Um aber der Gefahr einer stufenweisen Eskalation bis
hin zu einem Pulverfaß Balkan, das nicht nur in diesem
Jahrhundert, sondern auch schon in den vergangenen
Jahrhunderten viele Konflikte in Europa verursacht hat,
zu entgehen, müssen wir in unserem eigenen Friedensinteresse jetzt handeln. Daß es dabei keine Automatik des Handelns geben darf gemäß der Vorstellung,
ein erster Schritt ist getan und im Sinne eines unerbittlichen Ablaufes müßte die Eskalation ad infinitum vorangehen, ist ein anderer Punkt. Die Politik muß nach wie
vor die Aktivitäten beherrschen und auch die Weisheit
und Klugheit besitzen, sie zu kanalisieren, wenn sie
nicht mehr kontrollierbar sind. Diese Frage ist nach
dem, was wir hören, berücksichtigt. Wir unterstützen die
Bundesregierung und das Bündnis, die NATO insgesamt, in dieser Frage.
Wir wissen, daß bei allen weiteren Entscheidungen
der Bundestag noch einmal gehört werden und entscheiden muß. Wir werden dann, wenn der Bundestag noch
einmal gefragt werden muß, in aller Sorgsamkeit und
mit Bedachtsamkeit autonom entscheiden, welche angemessenen Möglichkeiten und welchen Rahmen wir
für unser Handeln im Kosovo sehen.
Herzlichen Dank.
({2})
Als
nächster Redner hat der Kollege Eberhard Brecht von
der SPD-Fraktion das Wort.
Sehr geehrter Herr
Präsident!
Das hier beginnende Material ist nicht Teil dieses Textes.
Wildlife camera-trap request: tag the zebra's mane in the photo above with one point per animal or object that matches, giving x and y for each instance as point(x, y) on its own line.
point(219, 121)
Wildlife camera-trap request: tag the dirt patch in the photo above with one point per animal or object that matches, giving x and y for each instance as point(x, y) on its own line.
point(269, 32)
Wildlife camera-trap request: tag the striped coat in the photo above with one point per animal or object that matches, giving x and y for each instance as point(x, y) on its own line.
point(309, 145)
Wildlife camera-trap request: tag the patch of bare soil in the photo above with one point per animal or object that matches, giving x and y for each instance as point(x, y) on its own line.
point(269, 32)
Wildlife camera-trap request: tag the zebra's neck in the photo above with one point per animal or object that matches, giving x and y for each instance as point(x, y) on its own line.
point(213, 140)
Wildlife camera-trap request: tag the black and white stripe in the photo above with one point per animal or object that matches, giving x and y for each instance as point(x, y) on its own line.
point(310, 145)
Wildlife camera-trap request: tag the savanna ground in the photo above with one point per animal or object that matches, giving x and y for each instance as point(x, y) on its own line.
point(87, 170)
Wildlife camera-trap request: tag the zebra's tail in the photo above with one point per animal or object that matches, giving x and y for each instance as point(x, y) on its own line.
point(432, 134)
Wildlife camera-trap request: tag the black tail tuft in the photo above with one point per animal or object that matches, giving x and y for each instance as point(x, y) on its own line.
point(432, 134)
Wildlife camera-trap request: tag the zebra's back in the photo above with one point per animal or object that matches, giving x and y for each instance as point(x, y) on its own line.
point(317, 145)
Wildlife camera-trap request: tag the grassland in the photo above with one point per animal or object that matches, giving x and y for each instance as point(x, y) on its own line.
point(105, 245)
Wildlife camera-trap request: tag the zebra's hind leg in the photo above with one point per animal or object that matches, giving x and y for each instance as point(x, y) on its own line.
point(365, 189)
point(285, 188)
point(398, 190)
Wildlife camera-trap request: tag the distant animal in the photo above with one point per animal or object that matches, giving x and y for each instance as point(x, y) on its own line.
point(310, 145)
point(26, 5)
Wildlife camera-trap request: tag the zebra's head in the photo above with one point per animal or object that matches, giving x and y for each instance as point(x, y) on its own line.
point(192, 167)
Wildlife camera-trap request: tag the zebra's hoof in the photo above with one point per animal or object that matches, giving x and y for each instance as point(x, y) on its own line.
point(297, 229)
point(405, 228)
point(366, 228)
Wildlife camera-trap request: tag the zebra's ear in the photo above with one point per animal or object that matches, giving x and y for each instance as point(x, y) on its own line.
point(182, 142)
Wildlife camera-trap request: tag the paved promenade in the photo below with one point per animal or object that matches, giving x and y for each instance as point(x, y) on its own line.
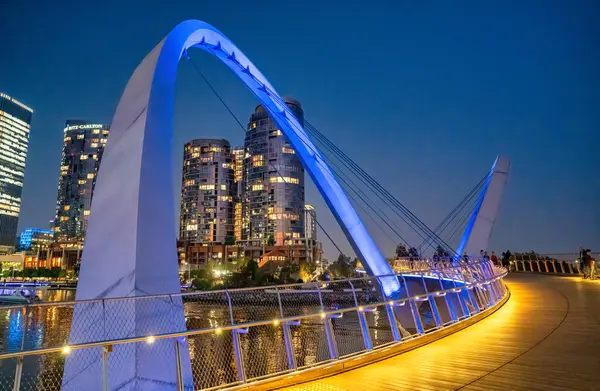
point(546, 337)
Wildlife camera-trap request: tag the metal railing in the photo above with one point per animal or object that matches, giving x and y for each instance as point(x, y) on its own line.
point(239, 336)
point(567, 264)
Meine sehr verehrten Kolleginnen und Kollegen! Ich glaube, die erneute Debatte am heutigen Tage
über das Thema Kosovo ist überfällig. Der Konflikt
selbst ist so brennend, daß sich das Parlament nicht heraushalten darf. Wir müssen die Exekutive bei diesem
Prozeß kritisch begleiten. Die Entwicklung der letzten
Tage und Stunden hat, wie ich denke, gezeigt, wie
wichtig diese Debatte ist.
Parallel dazu gibt es auch eine Debatte in der deutschen Bevölkerung, die sehr emotional geführt wird,
weil sie das eigene Selbstverständnis betrifft. Diese Debatte wird an Hand von drei Kriterien geführt: Es ist das
Kriterium der völkerrechtlichen Legitimation, es ist das
Kriterium der Effektivität dessen, was wir tun, und
schließlich ist es das Kriterium der Moral.
Zum ersten Kriterium: Ich warne davor, daß wir trotz
persönlicher Betroffenheit und Emotionalität das Dilemma hinsichtlich der völkerrechtlichen Legitimation
einfach nicht anerkennen wollen, wie es eben bei Herrn
Kollegen Schmidt der Fall war. Natürlich gibt es keinen
seriösen Völkerrechtler, der sagt, diese Legitimation sei
klar und eindeutig vorhanden. Es gibt sie in der gewünschten Eindeutigkeit nicht. Wir sind gut beraten,
wenn wir diese rechtliche Debatte nicht beiseite schieben und sagen, das sei politikferner Legalismus und die
Weltgeschichte sei kein Amtsgericht, sondern wir müssen uns dem Dilemma stellen. Die Debatte am 16. Oktober letzten Jahres hat ja auch gezeigt, daß die Mehrheit
der Befürworter eines Einsatzes und seiner Androhung
dieses Dilemma tatsächlich auch so gesehen hat.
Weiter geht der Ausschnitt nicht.